I am not familiar with the kirkwoods that you mentioned.
Just to be clear, the USB drive I was describing is rotating media in an external enclosure, not a memory stick. Generally self powered, as powering a portable hard drive from USB with a RPi is asking for trouble.
I have stopped buying flash memory devices from eBay and other vendors that are not well known with a reputation to protect - far to many counterfeits with less storage than the packaging claims on the market, and if you are unfortunate enough to try using them with the FAT or eFAT filesystem they are supplied with, data will eventually wrap around and destroy itself, probably after sufficient time that the seller (who may well be ignorant of why his/her stock was so cheap) is no longer around to complain to.

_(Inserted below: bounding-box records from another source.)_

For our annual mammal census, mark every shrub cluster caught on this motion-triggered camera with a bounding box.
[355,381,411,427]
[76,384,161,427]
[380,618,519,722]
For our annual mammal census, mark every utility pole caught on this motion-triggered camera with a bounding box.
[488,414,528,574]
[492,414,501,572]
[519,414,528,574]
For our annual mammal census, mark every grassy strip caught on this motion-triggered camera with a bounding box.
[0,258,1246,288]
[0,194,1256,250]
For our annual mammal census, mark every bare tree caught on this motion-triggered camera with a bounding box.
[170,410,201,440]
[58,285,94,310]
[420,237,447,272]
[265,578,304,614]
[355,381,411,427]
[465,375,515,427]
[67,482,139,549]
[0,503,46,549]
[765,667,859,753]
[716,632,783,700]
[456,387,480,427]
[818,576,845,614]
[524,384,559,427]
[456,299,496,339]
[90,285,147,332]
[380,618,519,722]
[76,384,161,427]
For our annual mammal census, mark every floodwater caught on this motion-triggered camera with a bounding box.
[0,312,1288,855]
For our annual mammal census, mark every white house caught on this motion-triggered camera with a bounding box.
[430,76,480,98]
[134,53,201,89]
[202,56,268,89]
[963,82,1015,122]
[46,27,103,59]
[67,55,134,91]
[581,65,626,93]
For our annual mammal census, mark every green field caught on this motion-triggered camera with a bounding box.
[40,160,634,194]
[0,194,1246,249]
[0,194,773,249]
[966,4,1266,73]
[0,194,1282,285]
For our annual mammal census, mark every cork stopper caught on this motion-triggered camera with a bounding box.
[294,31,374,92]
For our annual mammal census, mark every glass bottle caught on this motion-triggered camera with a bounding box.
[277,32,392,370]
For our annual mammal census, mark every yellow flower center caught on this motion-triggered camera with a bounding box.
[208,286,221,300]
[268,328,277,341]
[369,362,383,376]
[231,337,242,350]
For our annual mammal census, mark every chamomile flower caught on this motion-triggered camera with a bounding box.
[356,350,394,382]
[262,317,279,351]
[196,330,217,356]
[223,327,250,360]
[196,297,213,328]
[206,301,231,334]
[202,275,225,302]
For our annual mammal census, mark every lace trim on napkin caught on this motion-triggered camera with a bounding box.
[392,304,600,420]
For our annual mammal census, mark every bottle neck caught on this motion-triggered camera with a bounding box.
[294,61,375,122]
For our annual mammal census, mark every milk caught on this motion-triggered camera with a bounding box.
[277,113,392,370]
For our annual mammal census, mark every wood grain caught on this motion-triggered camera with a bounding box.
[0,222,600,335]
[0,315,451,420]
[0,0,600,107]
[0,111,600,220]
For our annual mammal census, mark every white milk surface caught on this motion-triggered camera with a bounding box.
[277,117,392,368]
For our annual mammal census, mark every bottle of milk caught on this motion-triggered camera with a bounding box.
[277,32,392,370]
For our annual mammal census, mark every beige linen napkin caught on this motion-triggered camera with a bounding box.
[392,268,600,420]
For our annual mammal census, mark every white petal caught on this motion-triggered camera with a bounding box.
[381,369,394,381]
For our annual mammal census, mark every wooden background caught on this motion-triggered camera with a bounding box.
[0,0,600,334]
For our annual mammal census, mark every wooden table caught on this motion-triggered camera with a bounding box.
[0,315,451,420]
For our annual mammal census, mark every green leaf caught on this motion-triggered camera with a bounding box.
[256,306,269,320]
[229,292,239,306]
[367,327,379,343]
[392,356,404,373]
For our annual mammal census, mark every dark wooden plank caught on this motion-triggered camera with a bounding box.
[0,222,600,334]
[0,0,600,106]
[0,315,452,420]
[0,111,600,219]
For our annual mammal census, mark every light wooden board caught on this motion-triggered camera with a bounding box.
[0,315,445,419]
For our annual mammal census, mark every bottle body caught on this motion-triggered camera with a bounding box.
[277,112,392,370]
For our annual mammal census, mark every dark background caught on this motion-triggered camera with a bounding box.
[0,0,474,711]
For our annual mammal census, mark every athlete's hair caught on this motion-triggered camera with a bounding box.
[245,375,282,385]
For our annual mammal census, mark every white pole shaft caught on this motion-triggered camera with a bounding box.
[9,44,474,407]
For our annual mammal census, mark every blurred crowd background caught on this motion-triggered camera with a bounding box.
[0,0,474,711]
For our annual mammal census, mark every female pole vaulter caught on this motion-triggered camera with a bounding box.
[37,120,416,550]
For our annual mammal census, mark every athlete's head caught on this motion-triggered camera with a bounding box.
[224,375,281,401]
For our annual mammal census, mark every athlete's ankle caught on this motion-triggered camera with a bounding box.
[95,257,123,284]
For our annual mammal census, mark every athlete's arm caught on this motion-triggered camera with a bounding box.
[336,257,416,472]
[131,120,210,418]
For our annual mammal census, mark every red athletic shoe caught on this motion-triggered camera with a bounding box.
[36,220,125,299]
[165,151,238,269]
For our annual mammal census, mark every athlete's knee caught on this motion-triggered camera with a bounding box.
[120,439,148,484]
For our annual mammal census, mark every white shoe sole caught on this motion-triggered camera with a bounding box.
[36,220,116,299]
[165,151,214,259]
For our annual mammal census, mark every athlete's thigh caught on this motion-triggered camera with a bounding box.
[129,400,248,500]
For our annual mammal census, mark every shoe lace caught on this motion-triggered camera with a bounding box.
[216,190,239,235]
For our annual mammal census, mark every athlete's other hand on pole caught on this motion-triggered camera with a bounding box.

A minor annoyance for me, but must be a lot of unhappy people losing irreplaceable photographs.. Fortunately for me, attempting for reformat with a Linux filesystem tends to fail on such devices, so I find out straight away and get to send them back and be refunded . I had to write a dedicated test program to demonstrate the subterfuge on the original filesystem - to prove that the reformatting was revealing an issue, not the source of it (as was often claimed).
I also don't buy cheap USB stick.
I like these
because they have a real hardware write protect capability. Indispensable if you are going to be inserting them into other people's machines, but surprisingly uncommon.
At over $200.00 for 256GB, they are are a bit upmarket, but I havn't had any problem with them yet.
Anyway, so long as you are aware of the risks and limitations, flash memory devices are a useful technology, but not a complete replacement for rotating magnetic storage.